Reduced hepatic function

No data available.

Reduced renal function

Based on the above characteristics for elimination it is reasonable to assume that reduced kidney function is likely not to have much influence on the serum levels of parent drug.

Melitracen

Absorption

Oral administration results in maximum serum levels in about 5 hours. Oral bioavailability is not known.

Distribution

The apparent volume of distribution (Vd)β is not known. The plasma protein binding in rats is about 89%.

Biotransformation

The metabolism of melitracen proceeds mainly by demethylation and hydroxylation. The main active metabolite is the secondary amine, litracen.

Elimination

The elimination half-life (T½β) is about 62 hours in man. The systemic clearance (Cls) is not known.

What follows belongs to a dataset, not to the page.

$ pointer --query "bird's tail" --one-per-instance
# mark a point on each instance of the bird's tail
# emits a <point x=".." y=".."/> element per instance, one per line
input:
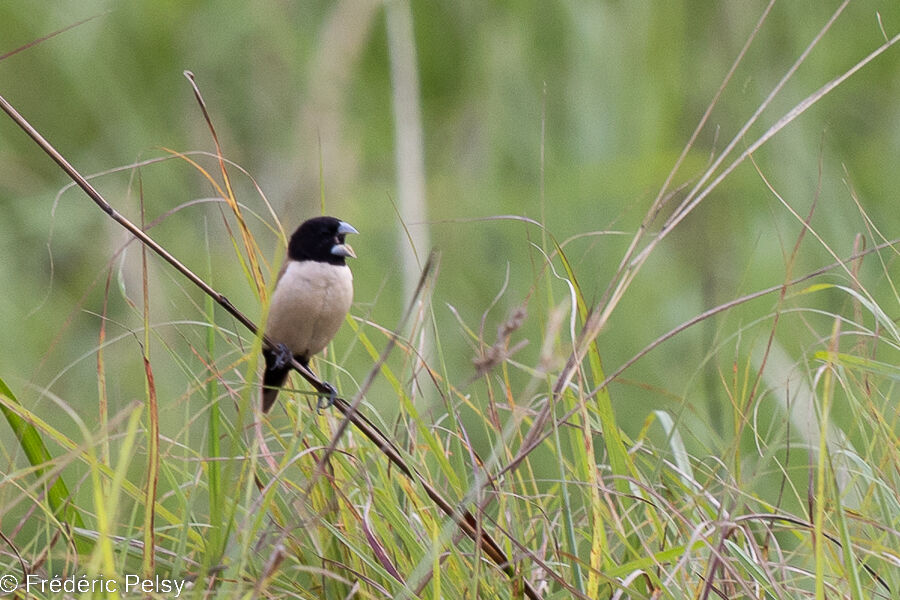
<point x="273" y="379"/>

In rats melitracen is excreted mainly with faeces, but also to some degree with the urine. The excretion pattern showed the excretion via faeces to be about 2½ times the urinary excretion.

It is not known whether melitracen is excreted with breast milk.

Older people

No data available.

Reduced hepatic function

No data available.

Reduced renal function

No data available.

5.3. Preclinical safety data

Acute toxicity

Flupentixol has low acute toxicity, but the acute toxicity of tricyclic antidepressants including melitracen is high.

Chronic toxicity

In chronic toxicity studies there were no findings of concern for the therapeutic use of flupentixol or melitracen.

Reproduction toxicity

In preclinical fertility studies in rats, where flupentixol and melitracen were administered separately slight effects on fertility were noted. Flupentixol slightly affected the pregnancy rate of female rats, whereas melitracen slightly repressed fertility and fecundity of male rats. Effects were seen at doses well in excess of those applied during clinical use.

Combination of flupentixol and melitracen did not induce major malformations or affect pregnancy and embryofoetal development in rats or rabbits. In mice melitracen was associated with lower foetal body weight, but no major malformations were noted.

No effect on parturition or postnatal development of melitracen was noted in mice or rats.